La grande camomille est une plante fortement amère, ce qui en fait donc une plante digestive et apéritive. On l’utilise ainsi avec une grande parcimonie. Elle pourrait être utile pour remettre un peu d’équilibre à une sauce trop grasse. J’ai aussi vu quelques distillateurs l’utiliser pour faire des alcools forts. Ceci dit, elle est rarement utilisée en cuisine, car son goût ne plaît généralement pas. Également, une consommation régulière en grande quantité cause des aphtes buccaux chez plusieurs personnes.
Comme plante amère, elle pourrait donc être utile pour favoriser la digestion et l’appétit . Elle aurait aussi un effet bénéfique sur l’arthrite et l’inflammation (notamment au niveau crânien) en général. Mais aujourd’hui, elle est principalement utilisée comme la spécialiste des migraines.
Aujourd’hui, de nombreuses études sérieuses (randomisées, à double insu, multicentriques, avec placebo) faites chez l’humain permettent de valider son efficacité#ref:162#. On explique en partie les résultats à cause de ses actions à divers niveaux :
- Neuromédiateurs (inhibition de la libération de la sérotonine et de l’histamine par les plaquettes, faible affinité pour les récepteurs 5HT2A et un taux élevé de la mélatonine)
- Action au niveau vasodilatateur
- Anti-inflammatoire crânien
Notez que la grande camomille est vraiment l’une de ces plantes où le totum de la plante est plus efficace que la somme de ses constituants.
Il est important de consulter un médecin si vous souffrez de migraines, pour en connaître la cause et leur niveau de dangerosité.
Également, selon la cause de la migraine, on peut utiliser la grande camomille en synergie avec d’autres plantes. En voici quelques exemples tirés du Grand manuel de phytothérapie :
- Saule – générique pour toutes les migraines
- Griffonia – céphalées de tension
- Radis noir – problèmes hépatiques
- Fumeterre – digestion
- Sauge sclarée – insuffisance oestrogénique
- Millepertuis – contexte dépressif
- Aubépine – terrain sympathicotonique et anxieux
- Ginko biloba – hypersensibilité à la douleur, fibromyalgie
La façon la plus simple d’utiliser la grande camomille est de manger 1 à 3 feuilles par jour (lire le paragraphe Restrictions pour les pauses recommandées).

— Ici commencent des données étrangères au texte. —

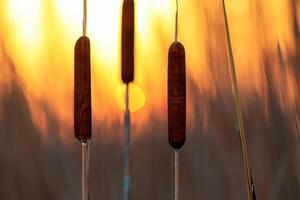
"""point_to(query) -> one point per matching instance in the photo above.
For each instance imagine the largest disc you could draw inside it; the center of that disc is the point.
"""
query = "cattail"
(176, 95)
(82, 101)
(128, 41)
(82, 91)
(176, 100)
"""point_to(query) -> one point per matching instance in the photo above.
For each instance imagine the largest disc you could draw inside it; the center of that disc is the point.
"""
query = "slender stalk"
(127, 177)
(238, 108)
(176, 164)
(85, 147)
(84, 23)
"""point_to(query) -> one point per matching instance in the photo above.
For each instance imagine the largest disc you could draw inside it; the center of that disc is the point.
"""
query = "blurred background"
(39, 155)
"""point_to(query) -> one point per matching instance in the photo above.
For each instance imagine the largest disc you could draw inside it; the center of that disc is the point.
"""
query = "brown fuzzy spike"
(82, 90)
(128, 41)
(176, 95)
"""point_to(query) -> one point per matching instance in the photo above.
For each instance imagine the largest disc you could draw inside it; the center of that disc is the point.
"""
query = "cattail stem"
(84, 23)
(176, 182)
(85, 170)
(127, 177)
(238, 108)
(176, 22)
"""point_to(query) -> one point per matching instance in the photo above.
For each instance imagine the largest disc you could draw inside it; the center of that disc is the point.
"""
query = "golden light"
(137, 101)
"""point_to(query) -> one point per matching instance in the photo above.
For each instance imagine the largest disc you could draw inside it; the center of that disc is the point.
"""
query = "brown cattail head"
(176, 95)
(128, 41)
(82, 90)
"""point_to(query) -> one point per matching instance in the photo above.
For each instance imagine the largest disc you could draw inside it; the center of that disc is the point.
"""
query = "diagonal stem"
(247, 173)
(127, 177)
(85, 170)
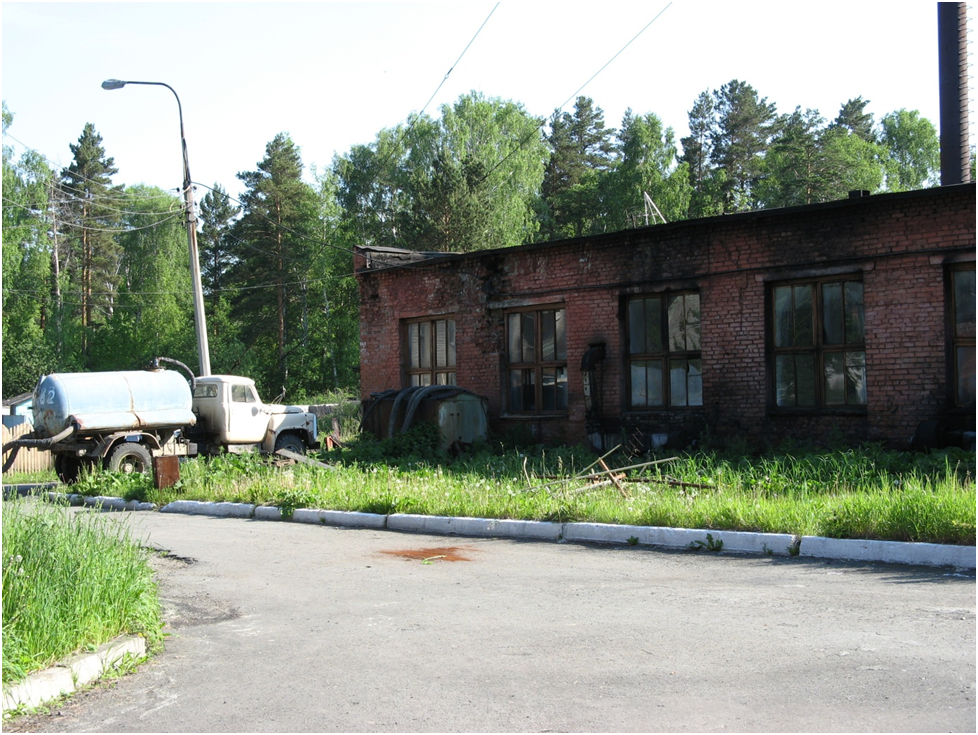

Pour ceux qui utilisent des teintures, on prend selon les sources et les sensibilités de 1 ml (15 à 20 gouttes) à 5 ml (60 à 100 gouttes), 1 à 3 fois par jour.
Transformation et conservation
La grande camomille perd rapidement (graduellement à l’intérieur de 6 mois) son efficacité sous forme séchée. C’est pourquoi je ne recommande pas son usage en poudre.
Si vous ne pouvez pas garder un plant chez vous, l’idéal est de la manger fraîche ou de la conserver sous forme congelée. Il est également possible d’en faire une teinture ou un concentré liquide à base de vinaigre. On retrouve davantage d’études sur les teintures à base alcoolisée. J’ai cependant de bons résultats avec les concentrés dans le vinaigre à 8%, qui est à mon avis meilleur gustativement.
Comme c’est une plante emménagogue qui était autrefois utilisée pour faciliter l’évacuation du fœtus et du placenta lors des fausses couches (ces usages ne sont plus actuels : parlez à une sage-femme ou un médecin pour ces soins), la grande camomille est à bannir pour la femme enceinte et celle qui allaite. Les personnes qui sont allergiques aux astéracées doivent aussi s’en abstenir.
L’usage prolongé de la grande camomille peut créer, chez 10% des utilisateurs, une dépendance et des effets secondaires tels que l’anxiété, des douleurs articulaires ou musculaires, des aphtes et de la difficulté à dormir #ref:144#. Pour réduire le risque d’occurrence de ces effets, prenez des pauses : 1 jour par semaine, 1 semaine par mois et 1 mois par année.
Les effets secondaires devraient cesser avec l’arrêt de la consommation de la grande camomille.
Effets secondaires possibles, mais très rares : enflure des lèvres, nausée, vomissement, hypersensibilisation. Ces réactions apparaissent généralement la 1re semaine d’utilisation#ref:140#.